SEP, SIMPLE or 401(k): Which Retirement Plan Is Best for Your Small Business?

As the owner of a small business, you’re used to juggling a lot of responsibilities — everything from drafting business plans to creating budgets. So its no surprise that you’ll be the one to choose which retirement plan you provide for your employees.

There are many types of retirement plans to choose from, and regardless of whether you’re a sole proprietor or have 100 employees, there is a plan that will work for your small business. Many owners of small businesses choose a 401(k) plan because it’s the option most people are familiar with. However, this may not be the best option you.

Why Should Your Small Business Have a Retirement Plan?

The main reasons you should set up a retirement plan for your small business is because it will help you and your employees secure their future, it helps minimize employee turnover, and because it can be declared as a business expense when you’re filing your taxes.

There are three different types of retirement plans that will work for small businesses, including SEP-IRA, SIMPLE IRA, and 401(k) plan. There are two types of 401(k) — one for self-employed individuals, and one for companies that have 100 employees or more. Since we are discussing small businesses, we will not be discussing the second 401(k) because it’s not suitable for businesses that have about 10 employees or less.
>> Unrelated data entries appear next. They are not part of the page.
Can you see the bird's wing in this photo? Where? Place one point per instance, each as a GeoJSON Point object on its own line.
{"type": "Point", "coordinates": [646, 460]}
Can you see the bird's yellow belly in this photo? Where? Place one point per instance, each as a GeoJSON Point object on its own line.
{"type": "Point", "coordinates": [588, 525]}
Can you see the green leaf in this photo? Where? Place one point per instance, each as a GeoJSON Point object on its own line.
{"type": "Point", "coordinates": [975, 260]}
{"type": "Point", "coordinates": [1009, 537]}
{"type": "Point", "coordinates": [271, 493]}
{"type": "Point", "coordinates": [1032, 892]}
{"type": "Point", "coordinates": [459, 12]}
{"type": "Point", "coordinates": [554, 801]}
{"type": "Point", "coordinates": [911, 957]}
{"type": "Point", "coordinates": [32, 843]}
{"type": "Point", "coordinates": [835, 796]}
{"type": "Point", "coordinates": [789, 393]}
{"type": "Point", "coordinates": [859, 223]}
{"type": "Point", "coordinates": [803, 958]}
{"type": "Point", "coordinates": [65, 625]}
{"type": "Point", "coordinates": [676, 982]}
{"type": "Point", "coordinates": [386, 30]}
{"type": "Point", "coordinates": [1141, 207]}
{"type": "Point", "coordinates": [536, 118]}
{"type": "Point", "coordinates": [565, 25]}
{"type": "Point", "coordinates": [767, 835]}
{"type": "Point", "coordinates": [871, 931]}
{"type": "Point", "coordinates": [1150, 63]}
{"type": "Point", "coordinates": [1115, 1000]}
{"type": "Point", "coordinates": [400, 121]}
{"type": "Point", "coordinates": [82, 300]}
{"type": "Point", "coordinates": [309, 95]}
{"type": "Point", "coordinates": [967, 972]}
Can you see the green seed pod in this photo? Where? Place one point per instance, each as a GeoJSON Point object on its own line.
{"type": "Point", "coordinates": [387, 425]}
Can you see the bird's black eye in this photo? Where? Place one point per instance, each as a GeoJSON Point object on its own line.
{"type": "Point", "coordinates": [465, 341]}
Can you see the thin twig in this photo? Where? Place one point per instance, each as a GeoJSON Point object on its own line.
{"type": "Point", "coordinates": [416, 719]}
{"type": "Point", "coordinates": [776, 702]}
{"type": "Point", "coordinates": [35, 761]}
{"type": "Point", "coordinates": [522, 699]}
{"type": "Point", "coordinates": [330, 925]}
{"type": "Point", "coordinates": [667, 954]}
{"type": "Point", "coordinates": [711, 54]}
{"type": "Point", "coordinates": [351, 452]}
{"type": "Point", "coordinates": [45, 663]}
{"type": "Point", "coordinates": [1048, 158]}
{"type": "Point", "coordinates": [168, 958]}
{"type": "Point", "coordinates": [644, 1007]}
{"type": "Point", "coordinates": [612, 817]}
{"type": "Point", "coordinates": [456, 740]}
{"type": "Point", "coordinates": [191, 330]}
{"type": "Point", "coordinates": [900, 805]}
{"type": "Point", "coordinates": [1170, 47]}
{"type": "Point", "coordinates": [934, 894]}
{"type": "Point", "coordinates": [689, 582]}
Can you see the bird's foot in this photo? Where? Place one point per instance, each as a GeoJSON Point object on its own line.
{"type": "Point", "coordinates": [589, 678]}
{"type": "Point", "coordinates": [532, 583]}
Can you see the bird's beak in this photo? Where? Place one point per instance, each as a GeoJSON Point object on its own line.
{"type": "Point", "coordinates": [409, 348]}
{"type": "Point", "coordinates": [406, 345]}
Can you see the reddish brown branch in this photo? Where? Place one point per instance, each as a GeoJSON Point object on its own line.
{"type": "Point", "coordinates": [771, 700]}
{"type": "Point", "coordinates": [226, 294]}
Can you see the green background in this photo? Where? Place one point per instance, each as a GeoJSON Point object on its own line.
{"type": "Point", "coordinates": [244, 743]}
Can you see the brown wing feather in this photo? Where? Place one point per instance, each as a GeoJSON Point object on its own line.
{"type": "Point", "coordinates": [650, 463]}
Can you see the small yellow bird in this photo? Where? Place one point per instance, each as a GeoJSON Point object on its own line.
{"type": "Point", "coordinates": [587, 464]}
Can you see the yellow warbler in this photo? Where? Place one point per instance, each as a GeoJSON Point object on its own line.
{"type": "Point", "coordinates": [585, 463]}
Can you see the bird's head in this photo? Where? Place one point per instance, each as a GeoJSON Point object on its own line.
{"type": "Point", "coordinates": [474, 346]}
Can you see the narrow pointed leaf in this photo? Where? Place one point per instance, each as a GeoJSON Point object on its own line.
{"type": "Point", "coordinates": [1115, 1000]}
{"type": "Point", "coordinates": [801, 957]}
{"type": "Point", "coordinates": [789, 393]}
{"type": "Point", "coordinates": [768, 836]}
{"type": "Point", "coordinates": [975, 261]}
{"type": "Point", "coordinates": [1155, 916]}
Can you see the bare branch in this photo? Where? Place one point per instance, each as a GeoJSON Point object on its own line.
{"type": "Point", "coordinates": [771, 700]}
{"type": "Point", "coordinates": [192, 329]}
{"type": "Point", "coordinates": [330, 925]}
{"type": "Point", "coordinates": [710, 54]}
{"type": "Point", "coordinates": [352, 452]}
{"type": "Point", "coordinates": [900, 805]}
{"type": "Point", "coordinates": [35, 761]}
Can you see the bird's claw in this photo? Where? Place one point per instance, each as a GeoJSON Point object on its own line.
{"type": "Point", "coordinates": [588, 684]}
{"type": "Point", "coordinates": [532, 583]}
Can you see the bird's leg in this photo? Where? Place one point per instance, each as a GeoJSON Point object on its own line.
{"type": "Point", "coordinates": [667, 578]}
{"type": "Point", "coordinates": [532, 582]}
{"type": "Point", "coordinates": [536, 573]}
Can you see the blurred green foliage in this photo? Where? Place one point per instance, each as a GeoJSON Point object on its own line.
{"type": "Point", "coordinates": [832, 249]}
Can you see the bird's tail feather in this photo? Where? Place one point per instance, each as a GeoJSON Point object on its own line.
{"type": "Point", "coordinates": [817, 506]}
Each one of these retirement plans is different, and what they cover varies. In order to choose the right plan for your small business, you’ll need to understand what each one offers and match them with the needs of your business and employees. If you’ve been using a retirement plan that doesn’t fulfill your business needs, you may be losing out on tax benefits or even offering sub-par employee contributions.

Take All of Your Options Into Consideration

First, let’s break down the major differences between the three most common retirement plans for small businesses:

  • SEP-IRA retirement funds require contributions by the employer only, but can be claimed as tax deductible because they’re considered a business expense.
  • A SIMPLE IRA uses employee contributions as well as employer contributions, which are also tax deductible.
  • A Self-Employed 401(k), or a Solo 401(k), is a retirement plan meant for self-employed individuals who work for your business, but do not have any ownership of the company.
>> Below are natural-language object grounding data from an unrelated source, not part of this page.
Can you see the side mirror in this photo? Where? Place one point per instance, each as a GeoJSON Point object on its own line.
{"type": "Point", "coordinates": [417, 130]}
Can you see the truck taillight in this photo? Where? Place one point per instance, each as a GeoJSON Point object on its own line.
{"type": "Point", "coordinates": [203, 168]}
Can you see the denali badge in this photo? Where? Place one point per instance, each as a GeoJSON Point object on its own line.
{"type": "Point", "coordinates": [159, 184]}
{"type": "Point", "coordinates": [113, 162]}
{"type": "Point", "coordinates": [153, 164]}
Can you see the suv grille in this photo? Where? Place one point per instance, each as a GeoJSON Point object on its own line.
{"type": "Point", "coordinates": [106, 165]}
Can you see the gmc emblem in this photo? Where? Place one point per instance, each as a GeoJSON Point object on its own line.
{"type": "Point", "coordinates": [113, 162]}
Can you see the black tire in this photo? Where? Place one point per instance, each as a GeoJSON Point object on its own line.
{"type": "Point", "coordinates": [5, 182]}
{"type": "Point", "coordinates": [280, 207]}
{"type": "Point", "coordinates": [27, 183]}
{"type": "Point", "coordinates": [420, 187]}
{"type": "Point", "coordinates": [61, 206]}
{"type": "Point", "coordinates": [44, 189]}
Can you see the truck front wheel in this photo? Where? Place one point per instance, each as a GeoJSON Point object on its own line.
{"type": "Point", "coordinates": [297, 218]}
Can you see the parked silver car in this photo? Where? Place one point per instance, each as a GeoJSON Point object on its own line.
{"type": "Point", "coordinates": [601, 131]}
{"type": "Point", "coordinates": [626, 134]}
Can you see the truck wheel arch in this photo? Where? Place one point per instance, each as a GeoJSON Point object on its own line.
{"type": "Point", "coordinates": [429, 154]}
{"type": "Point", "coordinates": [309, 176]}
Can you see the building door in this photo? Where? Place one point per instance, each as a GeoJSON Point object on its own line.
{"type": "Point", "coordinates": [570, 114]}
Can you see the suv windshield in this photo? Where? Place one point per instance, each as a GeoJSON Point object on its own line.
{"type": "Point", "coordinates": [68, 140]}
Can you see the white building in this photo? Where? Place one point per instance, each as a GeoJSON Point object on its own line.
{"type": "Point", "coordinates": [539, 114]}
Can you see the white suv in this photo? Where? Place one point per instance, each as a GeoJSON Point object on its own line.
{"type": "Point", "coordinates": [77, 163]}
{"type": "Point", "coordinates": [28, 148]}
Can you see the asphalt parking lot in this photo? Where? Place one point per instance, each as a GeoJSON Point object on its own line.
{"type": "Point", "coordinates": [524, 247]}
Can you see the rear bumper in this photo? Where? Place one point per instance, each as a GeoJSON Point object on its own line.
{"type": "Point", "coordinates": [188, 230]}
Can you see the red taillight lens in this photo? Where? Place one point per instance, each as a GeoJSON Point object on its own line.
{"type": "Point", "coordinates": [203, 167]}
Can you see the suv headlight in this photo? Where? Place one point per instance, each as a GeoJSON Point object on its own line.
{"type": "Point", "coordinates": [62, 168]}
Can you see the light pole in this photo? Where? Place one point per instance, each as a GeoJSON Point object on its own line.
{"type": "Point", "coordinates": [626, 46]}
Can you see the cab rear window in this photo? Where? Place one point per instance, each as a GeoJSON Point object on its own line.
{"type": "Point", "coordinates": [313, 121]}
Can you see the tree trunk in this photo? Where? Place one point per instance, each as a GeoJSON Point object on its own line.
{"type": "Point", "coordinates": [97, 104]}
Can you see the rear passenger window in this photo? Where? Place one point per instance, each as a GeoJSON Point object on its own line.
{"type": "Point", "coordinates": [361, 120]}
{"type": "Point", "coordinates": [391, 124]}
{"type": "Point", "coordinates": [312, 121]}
Depending on which small business retirement plan you choose, you may be able to enjoy some tax benefits, such as:

  • Taxes may be deferred when your business is growing.
  • The ability to claim employer contributions as business expenses.
  • Your company may be eligible for a credit of up to $500 in the first three years that you offer a particular retirement plan.

Choosing the Right Retirement Plan for Your Small Business

As you take each plan into consideration, always keep your priorities in mind and look into what the trade-offs are. If the only people in your business are you and your business partner, you should consider a Self-Employed 401(k) in order to get the highest contribution limitations possible. If you have multiple employees, you will need to choose either the SEP-IRA retirement plan or SIMPLE IRA retirement plan, both of which cover your employees. The main difference between the two is that you would fund SEP retirement funds on your own, while SIMPLE would allow you and your employees to contribute.

Small business owners who know what they are looking for in a retirement plan may find it much easier to choose an appropriate plan for their company. If employee contribution or ease of administration is important, your choice should reflect that. Knowing what you need ahead of time is essential to choosing a plan because they all have their advantages and disadvantages.

The Good News

Fortunately, all three of these plans are affordable and easy to manage. Neither SEP nor SIMPLE requires employers to file with the IRS. The Self-employed 401(k), on the other hand, requires annual filing of form 5500 if plan assets rise above $250,000. Choosing the right retirement plan is important for both you and your employees, so you should do your research and only choose the small business retirement plan that works best for your business.